Johnny clamped the kid’s hand and patted his arm. ‘Good to meet you, mate. Back in a second.’
Jake and Donnelly stood there and watched Johnny bounce into the crowd. The way his hair moved, the shimmy could have been created for a shampoo ad. Johnny’s hair always looked like that… when it hadn’t been washed. Usually, he wore it lacquered-up and back-combed into a quiff mountain.
Donnelly said, ‘I seen you around together loads. Not recently, though.’
Jake told him, ‘No. He’s been staying in Berlin – cornering the European pornography market.’
Donnelly looked puzzled, but didn’t bother with a question, ‘Right. Do you want another Pils?’
Jake had nearly finished his drink. Speed gave him such a thirst he wouldn’t even notice he was ripped until the sixth or seventh bottle.
‘Yeah, same again. And get one for Johnny.’
Donnelly disappeared. Jake could either stand there, alone, or he could follow Johnny round the dance-floor and into the gents. The toilets were impossibly small. Or was that cosy? Just one cubicle, a two-man
tin urinal and a basin so small you could wash one finger at a time, maximum. When Jake got there, he had to wait for a guy to zip up and leave. He spent it usefully, putting in some time at the washbasin mirror. As the guy left, he tapped on the cubicle door.
‘Open up, it’s me.’
The bolt slid back. Jake watched the disc swivel from red to white and pushed on the open door. Johnny was straddling the toilet, a Pips membership card in his hand and the speed laid out on the porcelain cistern top. Jake rebolted the door and asked if there was much left.
‘Yeah, I couldn’t believe it. I thought you’d leave nothing but the glucose; snort all the speed from around it ’
There was a joke that Jake was tight-fisted. Or, rather, it wasn’t a joke but Johnny had enough charm to make a joke of it.
Jake watched as Johnny rolled a something-denomination Deutschmark note into a tube, took a breath, and whooshed the speed down: it took him just two smooth goes. He finished by wiping the side of his Pips card down his tongue, grinning while he did it. It was true, there had been plenty left. Paulo always gave good deals.
Jake said, ‘It taste better with foreign money?’

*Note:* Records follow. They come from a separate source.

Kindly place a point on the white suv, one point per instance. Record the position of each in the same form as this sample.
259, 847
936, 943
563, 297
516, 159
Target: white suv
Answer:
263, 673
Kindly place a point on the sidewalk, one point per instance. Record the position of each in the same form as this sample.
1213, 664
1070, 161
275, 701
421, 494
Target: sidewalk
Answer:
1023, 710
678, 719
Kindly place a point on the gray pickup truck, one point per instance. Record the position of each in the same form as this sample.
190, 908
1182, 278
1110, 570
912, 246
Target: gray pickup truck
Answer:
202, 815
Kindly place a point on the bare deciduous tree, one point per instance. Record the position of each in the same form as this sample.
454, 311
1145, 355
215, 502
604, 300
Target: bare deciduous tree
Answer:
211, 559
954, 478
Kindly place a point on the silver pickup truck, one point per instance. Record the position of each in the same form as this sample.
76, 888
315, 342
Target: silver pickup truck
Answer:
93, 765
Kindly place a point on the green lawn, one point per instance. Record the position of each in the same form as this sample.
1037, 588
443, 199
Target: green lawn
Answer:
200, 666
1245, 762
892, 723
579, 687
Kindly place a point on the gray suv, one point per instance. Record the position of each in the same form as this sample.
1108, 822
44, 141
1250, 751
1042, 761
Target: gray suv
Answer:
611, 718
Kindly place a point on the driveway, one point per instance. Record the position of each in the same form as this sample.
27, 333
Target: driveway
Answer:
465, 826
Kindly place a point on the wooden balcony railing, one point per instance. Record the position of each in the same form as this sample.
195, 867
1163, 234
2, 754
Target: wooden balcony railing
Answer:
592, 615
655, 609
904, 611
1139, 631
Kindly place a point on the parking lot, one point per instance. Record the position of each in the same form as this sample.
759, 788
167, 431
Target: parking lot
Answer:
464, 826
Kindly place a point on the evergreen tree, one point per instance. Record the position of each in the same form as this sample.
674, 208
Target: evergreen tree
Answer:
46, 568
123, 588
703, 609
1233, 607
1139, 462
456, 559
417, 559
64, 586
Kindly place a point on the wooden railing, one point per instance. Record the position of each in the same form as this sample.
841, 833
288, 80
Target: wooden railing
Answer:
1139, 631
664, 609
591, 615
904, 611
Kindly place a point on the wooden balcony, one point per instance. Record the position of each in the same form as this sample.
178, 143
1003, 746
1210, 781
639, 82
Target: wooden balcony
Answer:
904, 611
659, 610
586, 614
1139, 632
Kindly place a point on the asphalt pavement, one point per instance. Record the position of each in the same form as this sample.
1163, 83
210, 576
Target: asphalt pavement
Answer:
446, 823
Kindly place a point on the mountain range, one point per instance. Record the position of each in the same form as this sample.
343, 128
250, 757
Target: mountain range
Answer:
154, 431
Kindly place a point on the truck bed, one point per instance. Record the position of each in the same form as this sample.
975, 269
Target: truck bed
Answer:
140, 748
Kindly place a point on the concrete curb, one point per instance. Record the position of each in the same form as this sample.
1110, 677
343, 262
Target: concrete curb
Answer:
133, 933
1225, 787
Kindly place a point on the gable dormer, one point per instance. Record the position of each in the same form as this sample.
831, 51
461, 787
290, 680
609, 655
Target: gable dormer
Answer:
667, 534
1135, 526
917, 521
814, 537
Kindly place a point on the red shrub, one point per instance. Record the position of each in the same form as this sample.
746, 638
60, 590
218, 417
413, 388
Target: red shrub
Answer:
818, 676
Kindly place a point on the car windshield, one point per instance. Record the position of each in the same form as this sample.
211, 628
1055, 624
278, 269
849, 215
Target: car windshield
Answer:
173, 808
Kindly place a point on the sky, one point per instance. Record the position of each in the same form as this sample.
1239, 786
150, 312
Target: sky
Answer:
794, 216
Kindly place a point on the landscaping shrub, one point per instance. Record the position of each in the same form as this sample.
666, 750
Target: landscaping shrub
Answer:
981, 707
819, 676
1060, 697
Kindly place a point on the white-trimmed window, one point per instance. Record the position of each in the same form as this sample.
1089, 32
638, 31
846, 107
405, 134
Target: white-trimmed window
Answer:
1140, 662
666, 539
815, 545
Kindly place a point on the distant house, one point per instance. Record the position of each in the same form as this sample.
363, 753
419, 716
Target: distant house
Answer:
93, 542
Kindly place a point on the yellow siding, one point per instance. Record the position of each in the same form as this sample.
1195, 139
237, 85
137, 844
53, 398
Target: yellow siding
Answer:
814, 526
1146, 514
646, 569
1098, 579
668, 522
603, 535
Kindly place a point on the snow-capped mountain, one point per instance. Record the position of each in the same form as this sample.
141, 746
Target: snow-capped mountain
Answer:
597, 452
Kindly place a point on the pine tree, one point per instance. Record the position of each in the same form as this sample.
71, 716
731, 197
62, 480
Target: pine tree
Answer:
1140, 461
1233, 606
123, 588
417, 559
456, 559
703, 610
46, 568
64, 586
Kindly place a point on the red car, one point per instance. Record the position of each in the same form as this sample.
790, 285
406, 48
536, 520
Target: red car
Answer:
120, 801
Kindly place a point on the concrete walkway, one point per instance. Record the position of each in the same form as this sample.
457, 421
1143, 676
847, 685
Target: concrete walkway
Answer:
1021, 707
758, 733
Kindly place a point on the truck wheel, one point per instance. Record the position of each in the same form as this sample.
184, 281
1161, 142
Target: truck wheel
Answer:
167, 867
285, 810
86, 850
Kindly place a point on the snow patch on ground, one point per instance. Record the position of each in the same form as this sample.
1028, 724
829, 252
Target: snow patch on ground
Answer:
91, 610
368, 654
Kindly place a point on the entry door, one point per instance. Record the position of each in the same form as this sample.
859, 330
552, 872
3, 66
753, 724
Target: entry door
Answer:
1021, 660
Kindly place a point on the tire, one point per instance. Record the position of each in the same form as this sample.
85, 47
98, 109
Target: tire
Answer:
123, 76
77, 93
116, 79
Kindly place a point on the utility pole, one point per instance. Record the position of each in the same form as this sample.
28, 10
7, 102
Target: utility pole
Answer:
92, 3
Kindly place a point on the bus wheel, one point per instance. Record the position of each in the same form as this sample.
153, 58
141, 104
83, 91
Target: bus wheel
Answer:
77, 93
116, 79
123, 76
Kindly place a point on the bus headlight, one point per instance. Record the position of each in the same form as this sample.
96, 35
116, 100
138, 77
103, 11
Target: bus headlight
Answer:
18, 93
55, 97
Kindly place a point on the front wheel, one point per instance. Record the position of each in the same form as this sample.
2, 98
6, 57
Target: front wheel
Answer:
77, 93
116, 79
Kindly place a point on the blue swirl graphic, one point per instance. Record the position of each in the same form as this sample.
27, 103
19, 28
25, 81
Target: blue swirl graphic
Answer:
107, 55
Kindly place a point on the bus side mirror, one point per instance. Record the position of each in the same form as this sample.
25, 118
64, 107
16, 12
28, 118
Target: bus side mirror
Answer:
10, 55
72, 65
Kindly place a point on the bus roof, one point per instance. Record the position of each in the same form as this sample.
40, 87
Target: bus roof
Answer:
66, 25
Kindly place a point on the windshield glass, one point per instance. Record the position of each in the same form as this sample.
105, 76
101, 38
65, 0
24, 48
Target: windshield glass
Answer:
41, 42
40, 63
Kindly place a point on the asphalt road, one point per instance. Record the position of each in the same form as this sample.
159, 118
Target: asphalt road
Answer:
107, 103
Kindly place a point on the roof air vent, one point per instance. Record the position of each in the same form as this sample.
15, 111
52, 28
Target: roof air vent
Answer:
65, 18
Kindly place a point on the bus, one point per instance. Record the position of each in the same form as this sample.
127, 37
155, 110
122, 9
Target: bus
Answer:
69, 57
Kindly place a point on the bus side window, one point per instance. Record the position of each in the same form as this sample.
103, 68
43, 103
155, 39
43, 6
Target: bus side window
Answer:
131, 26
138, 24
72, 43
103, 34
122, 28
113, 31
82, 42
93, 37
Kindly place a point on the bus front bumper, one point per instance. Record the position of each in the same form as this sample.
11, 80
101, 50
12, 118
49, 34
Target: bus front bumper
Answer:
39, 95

Johnny opened out the note and licked across its surface in two fat tongue swipes. He pulled a face and considered the question. ‘Actually, no. I got to say, it just doesn’t do it for me.’
Jake laughed.
‘I’m serious, mate. They’re smaller, they’re printed on crappier paper and they don’t have the Queen’s head. It’s just not the same.’ As he was talking he passed over the empty wrap. Jake screwed it up and popped it in his mouth, chewing the dregs out of it.
As they left the cubicle, a guy looked over from the urinal and threw an arch look, backed up with a grin. Jake ignored him but Johnny grinned back, telling him to put it away – this was a no-small-dick zone.